Before we get to my NEWSWEEK colleague Holly Bailey’s latest dispatch from Straight Talk Air, a little background: over the past few days, the McCain campaign has instituted a new conflicts policy designed to flush registered lobbyists from its staff, reportedly at the senator’s behest. Our mag’s investigative ace Michael Isikoff has now targeted two staffers–convention chief/Burma lobbyist Doug Goodyear and national finance chairman Tom Loeffler–who’ve ended up getting the boot. Meanwhile, a handful of others have fallen; a few more are set to go within the week. According to spokesman Brian Rogers, this lobbyist debacle is a “perception problem”–and despite Team Obama’s mockery, there’s something to that. As top McCain strategist Charlie Black suggests below, Obama’s “no contributions from federal lobbyists” pledge hasn’t exactly kept the lobbyists away from his campaign–it’s merely masked the scent. Read on for Black’s take, via Holly; check out the Atlantic’s Marc Ambinder for a detailed analysis of Obama’s own lobbyist links.

John McCain’s campaign is beginning to push back against charges that his campaign is too closely aligned to lobbyists.
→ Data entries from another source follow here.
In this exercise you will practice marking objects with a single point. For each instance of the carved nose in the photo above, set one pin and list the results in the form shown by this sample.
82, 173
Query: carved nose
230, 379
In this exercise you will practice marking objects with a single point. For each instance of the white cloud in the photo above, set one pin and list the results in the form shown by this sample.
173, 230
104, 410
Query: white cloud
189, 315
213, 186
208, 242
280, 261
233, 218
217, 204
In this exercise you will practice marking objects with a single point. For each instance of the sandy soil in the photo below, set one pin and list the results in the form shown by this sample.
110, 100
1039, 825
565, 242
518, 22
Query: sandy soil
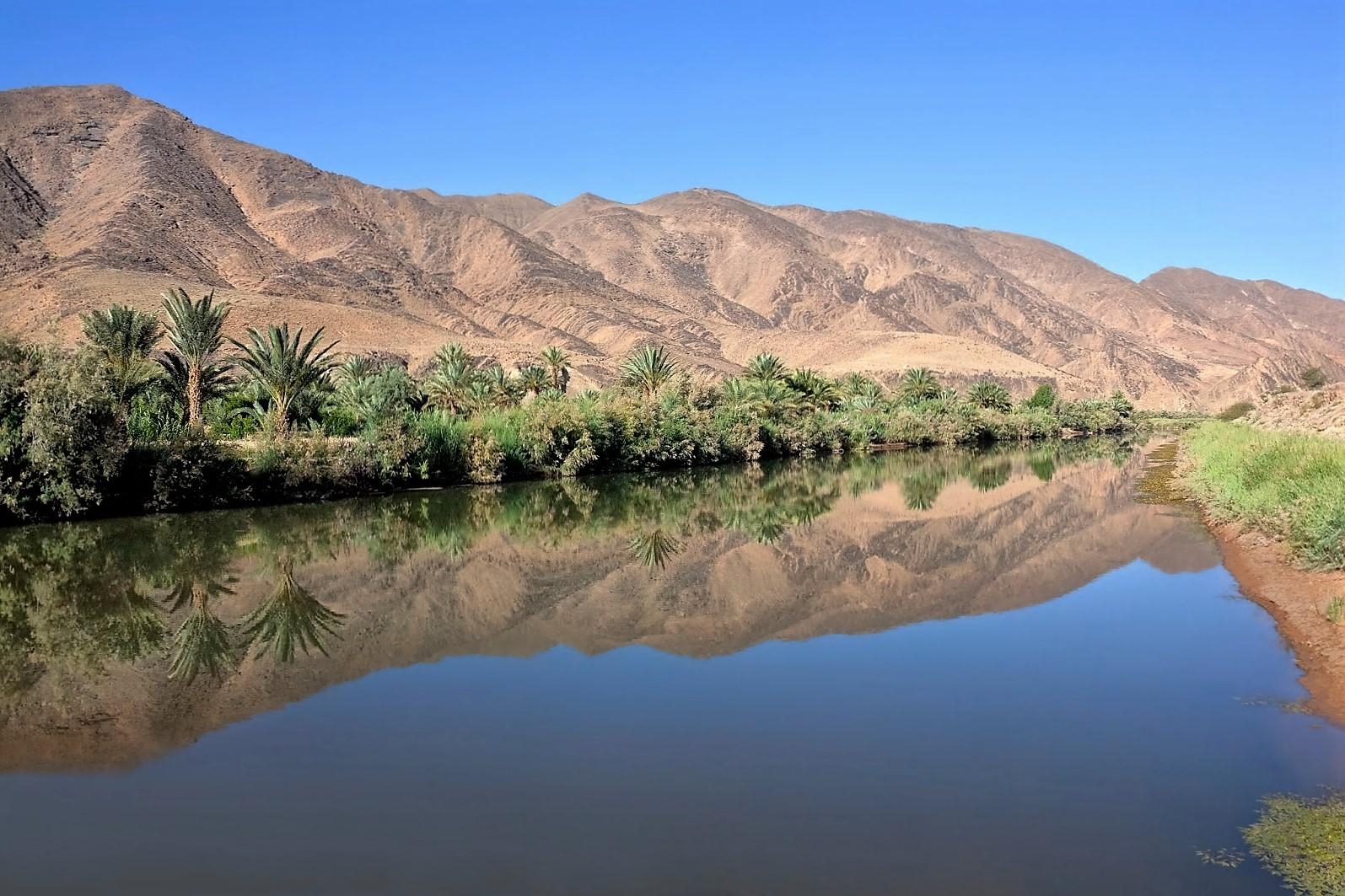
1297, 599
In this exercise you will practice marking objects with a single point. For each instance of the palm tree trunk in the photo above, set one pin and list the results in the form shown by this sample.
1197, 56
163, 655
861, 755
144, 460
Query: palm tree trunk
194, 397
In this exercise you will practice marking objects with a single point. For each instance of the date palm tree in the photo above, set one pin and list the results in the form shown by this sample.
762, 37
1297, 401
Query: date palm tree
655, 548
196, 333
766, 368
647, 370
919, 384
449, 388
818, 392
503, 389
291, 618
284, 366
124, 336
533, 378
558, 366
989, 394
203, 642
454, 354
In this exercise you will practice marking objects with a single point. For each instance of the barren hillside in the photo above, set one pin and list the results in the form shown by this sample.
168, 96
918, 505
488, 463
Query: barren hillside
105, 196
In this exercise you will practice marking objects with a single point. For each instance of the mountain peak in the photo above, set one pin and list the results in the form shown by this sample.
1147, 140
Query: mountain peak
103, 202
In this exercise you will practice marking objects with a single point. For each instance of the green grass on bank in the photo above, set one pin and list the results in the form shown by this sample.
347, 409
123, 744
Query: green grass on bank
1288, 485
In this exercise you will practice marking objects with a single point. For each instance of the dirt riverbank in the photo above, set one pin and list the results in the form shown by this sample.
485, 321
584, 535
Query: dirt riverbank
1297, 599
1266, 572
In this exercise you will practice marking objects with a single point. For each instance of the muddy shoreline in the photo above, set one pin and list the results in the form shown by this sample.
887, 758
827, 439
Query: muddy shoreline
1267, 573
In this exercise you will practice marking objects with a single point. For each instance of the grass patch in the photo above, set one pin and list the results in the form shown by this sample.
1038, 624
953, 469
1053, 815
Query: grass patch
1302, 841
1288, 485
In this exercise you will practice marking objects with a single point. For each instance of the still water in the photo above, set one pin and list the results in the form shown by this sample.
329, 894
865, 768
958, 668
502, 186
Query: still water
911, 673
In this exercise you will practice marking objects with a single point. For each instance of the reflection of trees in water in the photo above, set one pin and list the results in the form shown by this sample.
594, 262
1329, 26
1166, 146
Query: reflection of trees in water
922, 489
289, 618
655, 548
203, 642
77, 596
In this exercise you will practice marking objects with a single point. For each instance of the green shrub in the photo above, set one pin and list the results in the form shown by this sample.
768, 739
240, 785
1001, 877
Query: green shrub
1288, 485
1044, 397
191, 473
1302, 841
63, 436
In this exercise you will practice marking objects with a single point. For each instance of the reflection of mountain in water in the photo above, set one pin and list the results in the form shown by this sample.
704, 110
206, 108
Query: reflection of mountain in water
122, 639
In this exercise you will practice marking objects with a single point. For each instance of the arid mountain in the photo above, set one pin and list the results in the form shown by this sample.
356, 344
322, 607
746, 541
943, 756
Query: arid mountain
105, 196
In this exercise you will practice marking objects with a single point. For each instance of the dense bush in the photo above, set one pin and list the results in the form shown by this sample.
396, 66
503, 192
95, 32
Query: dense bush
62, 436
1289, 485
81, 435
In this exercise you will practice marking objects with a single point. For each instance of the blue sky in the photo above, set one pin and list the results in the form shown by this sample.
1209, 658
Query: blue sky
1138, 133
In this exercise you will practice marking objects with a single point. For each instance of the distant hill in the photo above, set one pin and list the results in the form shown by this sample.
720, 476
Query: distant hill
105, 196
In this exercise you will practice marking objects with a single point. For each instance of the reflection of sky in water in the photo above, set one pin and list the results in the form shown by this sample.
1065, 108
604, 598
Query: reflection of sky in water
1089, 743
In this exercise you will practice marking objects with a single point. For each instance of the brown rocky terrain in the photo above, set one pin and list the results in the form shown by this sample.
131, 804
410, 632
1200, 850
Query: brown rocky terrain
1311, 410
868, 564
105, 196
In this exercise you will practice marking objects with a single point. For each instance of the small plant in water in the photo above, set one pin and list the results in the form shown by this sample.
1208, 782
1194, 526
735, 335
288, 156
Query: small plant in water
1222, 857
1302, 841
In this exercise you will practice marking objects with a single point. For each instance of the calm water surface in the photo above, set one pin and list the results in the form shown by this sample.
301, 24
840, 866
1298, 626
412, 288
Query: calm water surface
913, 673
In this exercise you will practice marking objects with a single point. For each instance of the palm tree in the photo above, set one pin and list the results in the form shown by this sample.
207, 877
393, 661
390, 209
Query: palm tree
212, 383
357, 369
533, 378
203, 642
454, 354
655, 548
284, 366
856, 384
558, 365
124, 338
647, 370
919, 384
989, 394
766, 368
449, 386
291, 618
503, 389
815, 389
194, 331
767, 399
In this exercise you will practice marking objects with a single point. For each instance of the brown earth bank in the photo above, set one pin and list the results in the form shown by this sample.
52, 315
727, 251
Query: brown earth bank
1297, 599
106, 196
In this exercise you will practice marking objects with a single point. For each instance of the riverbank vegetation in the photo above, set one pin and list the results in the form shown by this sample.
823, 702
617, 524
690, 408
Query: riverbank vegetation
1302, 841
1290, 486
122, 426
79, 598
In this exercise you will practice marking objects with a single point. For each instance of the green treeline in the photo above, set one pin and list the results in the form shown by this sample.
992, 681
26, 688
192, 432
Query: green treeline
126, 424
1288, 485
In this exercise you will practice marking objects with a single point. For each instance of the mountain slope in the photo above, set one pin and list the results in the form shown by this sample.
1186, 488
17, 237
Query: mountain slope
109, 196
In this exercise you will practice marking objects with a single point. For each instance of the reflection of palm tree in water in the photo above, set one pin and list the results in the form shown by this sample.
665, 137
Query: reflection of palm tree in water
291, 618
203, 642
132, 625
655, 548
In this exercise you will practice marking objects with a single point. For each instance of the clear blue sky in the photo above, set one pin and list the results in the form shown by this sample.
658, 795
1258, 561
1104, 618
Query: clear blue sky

On the heels of this weekend’s resignation of Tom Loeffler, a lobbyist who had been serving as the campaign’s national finance chairman, McCain strategist Charlie Black came back to talk to reporters on the plane traveling with McCain to Chicago this morning. Black, who recently left his position with one of Washington’s most influential lobbying firms to volunteer full time for McCain, has come under fire for his ties to the industry. He’s currently the star of a MoveOn.org ad that calls for his ouster amid claims that he and his firm had lobbied for “some of the world’s worst tyrants.” On the plane, Black denied any wrongdoing and reiterated that he has no plans of resigning. Asked if he thought the lobbyist issue could hurt McCain with voters, Black bristled. “Hell no,” he said. “This is complete inside-the-Beltway nonsense… I do not believe average voters out there care.” Black, who left his firm BSKH in March to serve as McCain’s top strategist, told reporters that he considers himself “retired” from the industry and said that he turned down a large severance package to avoid a conflict of interest. “I was in compliance before there was a rule,” he said, referring to the campaign’s new policy instituted late last week that prohibits any staffer on the campaign from being a registered lobbyist or foreign agent.

Under the policy, volunteers have to disclose whether they are registered agents and are not allowed to lobby McCain or his legislative staffs while they are working for the campaign. Black insisted that he and manager Rick Davis, who is on leave from his lobbying firm, have done nothing wrong.“Your past profession should not be injected into a candidate’s campaign,” Black said. He grew visibly irritated when a reporter questioned if it was a conflict of interest that his wife, Judy Black, is a registered lobbyist, calling the line of questioning “unfair” and “sexist.” “My wife has never gotten clients from her relationship with me,” he said, clearly upset. “Read the fine print… (The policy says you) commit not to lobby him or his staff or committee staff so what incentive would somebody have to hire her or any firm to lobby McCain.” He challenged reporters to give equal scrutiny to Obama’s campaign and its relationship to lobbyists. “The only legitimate lobbyist-spouse connection I know of is that Obama’s lobbyist bundlers cannot write checks but their spouses can,” he said. “That’s more interesting than whether some mythological company is going to hire my wife.”

P.S. From Ambinder, four items on Obama and lobbyists:

The moral of the story: no one is clean here. That said, politically speaking it’s pretty tough for a crusader against special interests, like McCain, to justify having former pro-Saudi and pro-Burma lobbyists as top staffers–even if they don’t influence his thinking on foreign policy.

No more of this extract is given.